The Oregon Board of Education voted 7-0 Thursday to approve the construction of two nearly 300-foot turbines at Clay High School that would provide 90 to 100 percent of the campus’ power.

At the price of $4 million in bonds also approved Thursday from the Toledo-Lucas County Port Authority, the 750-kilowatt turbines will unite the campus’ six different energy meters into one single source, and are projected to save at least the same $4 million over a 20-year period.

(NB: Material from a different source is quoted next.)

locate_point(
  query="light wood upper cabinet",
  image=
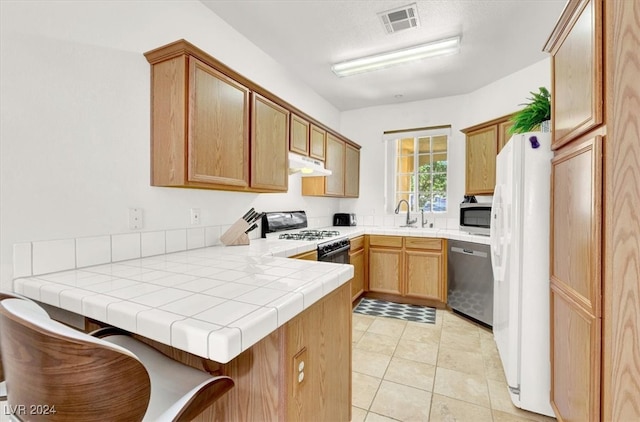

The school district will lease power from the wind energy company SUREnergy at a fixed rate for 15 years. The school’s roughly $3,500 monthly energy bill will remain about the same with the turbine as it is now, but the district would save money as conventional energy prices climb at a predicted rate of three to five percent each year. SUREnergy has also committed a $200,000 safety net to cover any shortfalls if the turbine produces less than expected.

“I’m excited and relieved,” said Bryan Rathburn, SUREnergy’s assistant sales director. “This will be a model for other school districts. There is no effective [wind power] funding mechanism for schools…it’s been very hard to do this before.”

After 15 years, the district can either buy the turbines outright for their market value at that time, or keep buying monthly power from the turbine as it would from any other power plant.

Some local residents expressed concerns for wildlife. Mark Skolnicki, a volunteer lawyer for the Black Swamp Bird Observatory, told the school board at the meeting Thursday that the turbines could pose a risk for several wildlife protection laws, especially the Bald and Golden Eagle Protection Act, which can involve penalties of $200,000 for organizations. Mr. Skolnicki added the Western Lake Erie region has one of the largest concentrations of bald eagles outside of Alaska.

Charlie Schneider, a Clay High School teacher in environmental and agricultural technology, felt differently about the turbines’ impact.

“If you move away from coal, you’re helping the environment anyway,” Mr. Schneider said. “It’s a step in the right direction.”

Construction for the turbines is scheduled to begin near the end of the year or in early 2012.

In other matters Thursday, some teachers with the Oregon City Federation of Teachers attended the meeting to express solidarity and speak before the board. They had hoped the union and board of education would have reached a contract by this week. The current contract expires on July 31.